Proteindesign für die Forschung
Als Molekularbiologe interessieren ihn aber vor allem selbstassemblierenden Substanzen, die in Lebewesen vorkommen – allen voran die Proteine. Denn Proteine sind nicht nur in ungeheurer Vielfalt in Lebewesen vorhanden, sie lassen sich auch künstlich herstellen. Ihre Struktur folgt einem simplen Schema: Sie bestehen aus zwanzig verschiedenen Bausteinen – die Aminosäuren –, die unterschiedliche chemische Eigenschaften besitzen.
Durch exakte Berechnungen am Computer lassen sich auf diese Weise Proteine mit vielen hundert Aminosäuren entwerfen, die ganz bestimmte Eigenschaften aufweisen. Zwar funktioniert das in der Realität nicht immer hundertprozentig, räumt Shuguang Zhang ein, dazu sind die dreidimensionalen Faltungen eines solchen Riesenmoleküls einfach zu komplex. Aber dank der Fortschritte in der Bioinformatik könne man bereits recht präzise Vorhersagen treffen, welche Auswirkungen eine bestimmte Reihenfolge von Aminosäuren auf das Molekül haben wird. Und auf welche Weise ihre Selbstassemblierung ablaufen wird.

ORF/Hans Leitner
Neue Medikamente dank veränderter Membranproteine
Derzeit arbeitet Shuguang Zhang an bestimmten Membranproteinen, den G-Protein-gekoppelten-Rezeptoren. Diese Moleküle sind schwierig zu studieren, weil sie sich in die Zellmembran zwischen deren Fettmoleküle einordnen. Doch sie sind extrem wichtig für jede lebende Zelle – mit Ihnen kommuniziert sie zwischen dem Zellinnenraum und der Umgebung. Die Forscher am MIT arbeiten deshalb daran, diese Membranproteine leichter untersuchbar zu machen.
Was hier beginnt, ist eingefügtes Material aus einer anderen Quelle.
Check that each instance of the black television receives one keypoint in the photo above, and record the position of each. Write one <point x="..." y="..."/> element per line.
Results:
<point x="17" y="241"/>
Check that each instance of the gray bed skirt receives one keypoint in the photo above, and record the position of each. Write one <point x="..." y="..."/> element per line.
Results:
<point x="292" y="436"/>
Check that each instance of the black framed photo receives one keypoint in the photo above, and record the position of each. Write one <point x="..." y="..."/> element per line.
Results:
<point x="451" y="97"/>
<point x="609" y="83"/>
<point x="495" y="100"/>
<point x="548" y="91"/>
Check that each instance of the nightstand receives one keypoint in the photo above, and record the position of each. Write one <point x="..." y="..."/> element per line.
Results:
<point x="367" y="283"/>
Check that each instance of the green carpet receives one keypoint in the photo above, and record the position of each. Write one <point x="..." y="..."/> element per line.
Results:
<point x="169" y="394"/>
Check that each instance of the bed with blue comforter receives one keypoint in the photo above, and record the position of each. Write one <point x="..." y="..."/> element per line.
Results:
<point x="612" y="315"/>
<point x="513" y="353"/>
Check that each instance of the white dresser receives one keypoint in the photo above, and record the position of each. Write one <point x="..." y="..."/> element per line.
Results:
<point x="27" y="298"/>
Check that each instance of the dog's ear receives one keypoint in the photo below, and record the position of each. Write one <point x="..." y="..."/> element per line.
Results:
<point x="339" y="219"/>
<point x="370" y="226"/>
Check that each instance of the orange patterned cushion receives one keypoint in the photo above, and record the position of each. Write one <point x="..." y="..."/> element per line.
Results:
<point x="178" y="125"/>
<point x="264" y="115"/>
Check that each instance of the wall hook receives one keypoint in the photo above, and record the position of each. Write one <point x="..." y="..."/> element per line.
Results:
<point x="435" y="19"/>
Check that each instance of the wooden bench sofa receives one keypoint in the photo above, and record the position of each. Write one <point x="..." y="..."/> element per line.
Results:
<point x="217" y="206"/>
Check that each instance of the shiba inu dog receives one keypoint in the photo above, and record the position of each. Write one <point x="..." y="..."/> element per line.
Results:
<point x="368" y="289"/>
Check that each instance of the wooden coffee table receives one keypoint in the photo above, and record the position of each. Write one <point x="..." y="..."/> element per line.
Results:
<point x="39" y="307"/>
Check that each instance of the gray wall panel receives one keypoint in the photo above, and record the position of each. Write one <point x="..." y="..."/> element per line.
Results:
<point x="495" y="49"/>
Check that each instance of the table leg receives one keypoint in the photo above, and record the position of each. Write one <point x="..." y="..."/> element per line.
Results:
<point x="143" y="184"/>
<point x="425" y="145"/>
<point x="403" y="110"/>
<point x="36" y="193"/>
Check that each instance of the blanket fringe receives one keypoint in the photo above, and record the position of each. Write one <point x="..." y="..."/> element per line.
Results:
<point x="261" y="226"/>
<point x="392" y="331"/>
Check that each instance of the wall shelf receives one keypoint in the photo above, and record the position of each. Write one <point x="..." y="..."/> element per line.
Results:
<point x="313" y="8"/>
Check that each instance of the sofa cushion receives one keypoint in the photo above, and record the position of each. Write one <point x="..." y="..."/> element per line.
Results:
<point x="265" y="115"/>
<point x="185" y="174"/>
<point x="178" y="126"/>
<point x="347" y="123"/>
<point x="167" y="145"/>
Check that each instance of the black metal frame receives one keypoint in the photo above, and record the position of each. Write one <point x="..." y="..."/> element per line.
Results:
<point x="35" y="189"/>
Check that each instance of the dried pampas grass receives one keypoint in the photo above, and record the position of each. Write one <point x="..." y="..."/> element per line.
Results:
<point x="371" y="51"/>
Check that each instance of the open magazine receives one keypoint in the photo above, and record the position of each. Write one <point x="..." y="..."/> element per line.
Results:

Dazu muss man sie aus der Membran herausholen und in ein Lösungsmittel bringen – ihre Selbstassemblierung in Fettmembranen verhindert das jedoch. Shuguang Zhang verändert daher in seinem Labor die Reihenfolge der Aminosäuren auf eine Weise, die sich ausschließlich auf die Löslichkeit auswirkt. Alle anderen Funktionen bleiben dagegen intakt und lassen sich studieren. So sollen in Zukunft neue Medikamente entworfen werden, die gegen eine Vielzahl von Krankheiten wirken könnten, hofft der Molekularbiologe.
"Wenn wir die Funktionsweise unseres Proteins verstehen, könnten wir eine Menge neuer Wirkstoffe entwickeln. Denn fünfzig Prozent aller Medikamente richten sich heutzutage gegen solche Membranproteine. Gerade bei typischen Alterskrankheiten wie Alzheimer oder anderen neurologischen Erkrankungen sind sie entscheidend. Durch unsere Forschung könnten wir neue Mechanismen entdecken, mit denen sie sich leichter bekämpfen lassen. Und auf diese Weise ließe sich die Lebensqualität vieler Menschen verbessern."